The busloads of needle trades workers, carpenters, laborers, steel workers, transit workers, healthcare workers, hotel workers, and students crossed industry lines and geographical boundaries in the cause of equality and workers’ rights.

AFL-CIO President John Sweeney and four international union presidents set the example by leading over 100 workers in civil disobedience at the end of a spirited march which filled the city streets for nearly a mile. As the workers sat down in a major intersection,

they held hands and faced outward to the crowd.

“We have no choice but to fight,” said one clerical and technical worker who was arrested. Many of the workers had never taken part in such an action before. The demonstration was one of the largest in New Haven’s history.

Picket signs highlighted the $42,000 monthly pension Yale President Richard Levin will receive as compared to $621 for the average union retiree. A quarter of the unionized workers are expected to retire during the life of the next contract.

The labor rally kicked off a national campaign aimed at the 16-member board of the Yale Corporation. Actions are taking place this week in Boston, San Francisco, New York, Dallas, Atlanta, Chicago, Cincinnati and Edmonton, Canada.

On Sept. 17, the Connecticut AFL-CIO marched from their annual convention to join striking workers and retirees holding a daily vigil at President Levin’s office until decent pensions are won.

National attention has also been focused on the university’s discriminatory hiring practices. Only 3 percent of Yale workers are Latino in a city with 20 percent Latino population. Hiring from the community, training and upgrading is a union demand.

Community leaders and elected officials reacted in outrage when the university brought a group of Latino workers, hired by a janitorial contractor in place of the largely African American striking workers, provocatively across a picket line on Sept. 8.

Following a press conference organized by the Connecticut Center for a New Economy, Rep. Rosa DeLauro and members of the Congressional Hispanic Caucus issued a public letter to “strongly condemn Yale’s cynical and disrespectful treatment of Hispanic/Latino workers.”

Within two days, 13 Puerto Rican, Mexican and Guatemalan workers walked off the job and joined the union. They reported bigotry and abuse from Yale managers. “The same way we came in the back door, we want to come in the front door,” said Angelica Aponte at an emotional press conference on the New Haven Green. “We want union jobs at Yale, not scab jobs.”

“These are our new sisters and brothers,” proclaimed Hotel Employees and Restaurant Employees (HERE) Local 35 President Bob Proto, welcoming the workers as heroes.

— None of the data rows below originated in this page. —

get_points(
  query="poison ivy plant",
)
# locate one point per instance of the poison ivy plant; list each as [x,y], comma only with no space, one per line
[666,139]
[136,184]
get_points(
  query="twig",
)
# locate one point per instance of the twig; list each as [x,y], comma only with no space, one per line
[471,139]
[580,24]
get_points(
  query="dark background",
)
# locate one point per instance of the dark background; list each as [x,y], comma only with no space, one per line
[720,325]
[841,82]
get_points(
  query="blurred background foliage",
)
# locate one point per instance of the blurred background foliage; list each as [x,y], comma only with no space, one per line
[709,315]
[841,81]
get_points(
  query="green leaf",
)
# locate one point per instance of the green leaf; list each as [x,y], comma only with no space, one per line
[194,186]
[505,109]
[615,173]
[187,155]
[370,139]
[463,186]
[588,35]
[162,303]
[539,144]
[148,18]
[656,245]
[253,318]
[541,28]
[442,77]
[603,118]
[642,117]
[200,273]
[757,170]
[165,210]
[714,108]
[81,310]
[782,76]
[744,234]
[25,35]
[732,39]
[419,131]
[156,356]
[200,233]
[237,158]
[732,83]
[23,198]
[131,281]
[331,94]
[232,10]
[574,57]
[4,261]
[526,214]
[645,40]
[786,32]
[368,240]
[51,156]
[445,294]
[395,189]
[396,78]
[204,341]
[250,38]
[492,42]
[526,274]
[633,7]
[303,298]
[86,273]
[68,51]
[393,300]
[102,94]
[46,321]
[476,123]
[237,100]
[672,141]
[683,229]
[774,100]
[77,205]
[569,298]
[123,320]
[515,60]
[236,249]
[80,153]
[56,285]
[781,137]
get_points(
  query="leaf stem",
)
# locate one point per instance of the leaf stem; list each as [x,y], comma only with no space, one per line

“I am forever proud of Local 35,” said HERE President John Wilhelm at a special picket line vigil and rally on Sept. 11. “You did not stoop to divide and conquer tactics.” Remembering the 105 members of the two striking unions who were killed in that tragedy, Wilhelm said, “It falls to us to honor them by making sure there is justice in America, justice in New Haven and justice on this campus.”

The striking workers are holding firm despite daily propaganda aimed at scaring them to go back to work. Some clerical and technical workers who stayed on the job attended the Saturday labor rally. “I couldn’t go out this time with emergency family bills, but I do not support the university,” said one worker.

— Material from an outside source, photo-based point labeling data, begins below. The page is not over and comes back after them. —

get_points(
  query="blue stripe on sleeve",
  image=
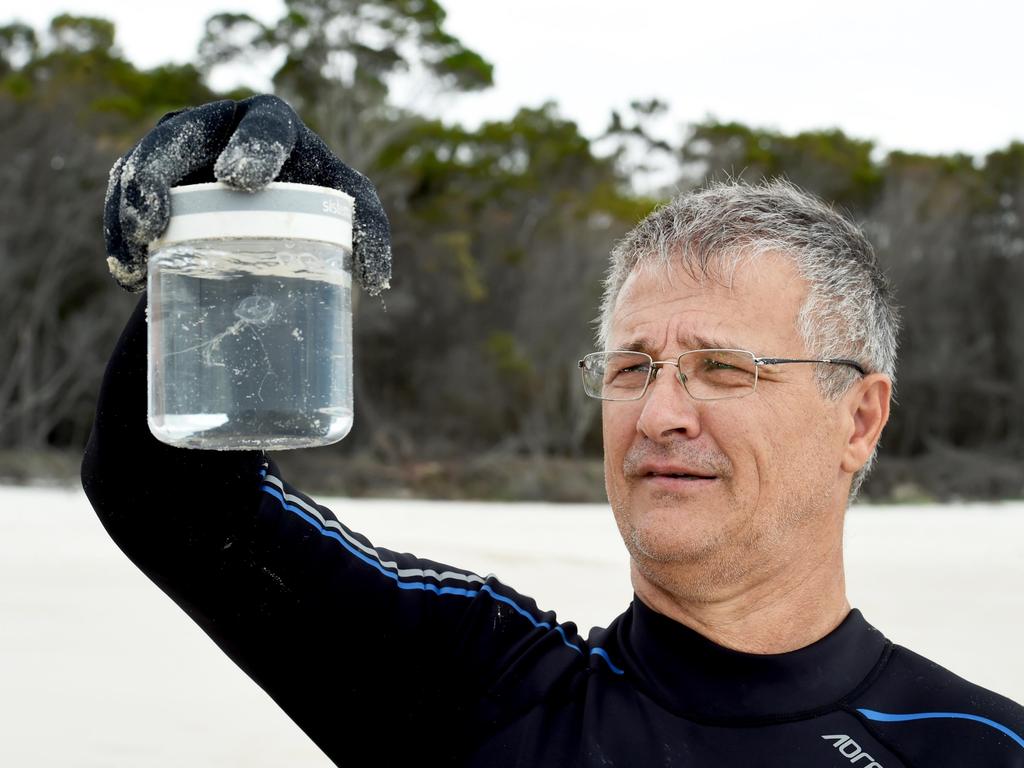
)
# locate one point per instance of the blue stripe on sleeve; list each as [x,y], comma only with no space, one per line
[885,717]
[426,586]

Striking clerical and technical workers have had some success at convincing co-workers who did not originally strike to come onto the picket line and join the strike. Large national contributions to the strike fund have made it possible for the union to provide substantial “picket pay” and other aid to forestall evictions, foreclosures or repossessions.

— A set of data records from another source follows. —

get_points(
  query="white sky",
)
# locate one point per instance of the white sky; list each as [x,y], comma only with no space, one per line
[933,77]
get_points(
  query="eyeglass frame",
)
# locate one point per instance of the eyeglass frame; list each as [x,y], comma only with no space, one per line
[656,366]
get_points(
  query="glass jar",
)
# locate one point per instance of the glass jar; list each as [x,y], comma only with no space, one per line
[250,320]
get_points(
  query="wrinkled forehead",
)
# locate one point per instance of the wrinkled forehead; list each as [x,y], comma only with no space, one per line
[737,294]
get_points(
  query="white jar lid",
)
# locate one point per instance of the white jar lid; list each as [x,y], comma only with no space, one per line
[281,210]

Strikers have also received support from over 100 professors who called on the university to negotiate or submit to binding arbitration, and who are holding 300 classes at off-campus locations including restaurants, churches, community centers and City Hall.

Students from 21 campuses organized by United Students Against Sweatshops participated in the labor rally and march.

National union presidents arrested include HERE President John Wilhelm, Service Employees International Union President Andrew Stern, Union of Needletrades, Industrial and Textile Employees President Bruce Raynor and Carpenters President Douglas McCarron.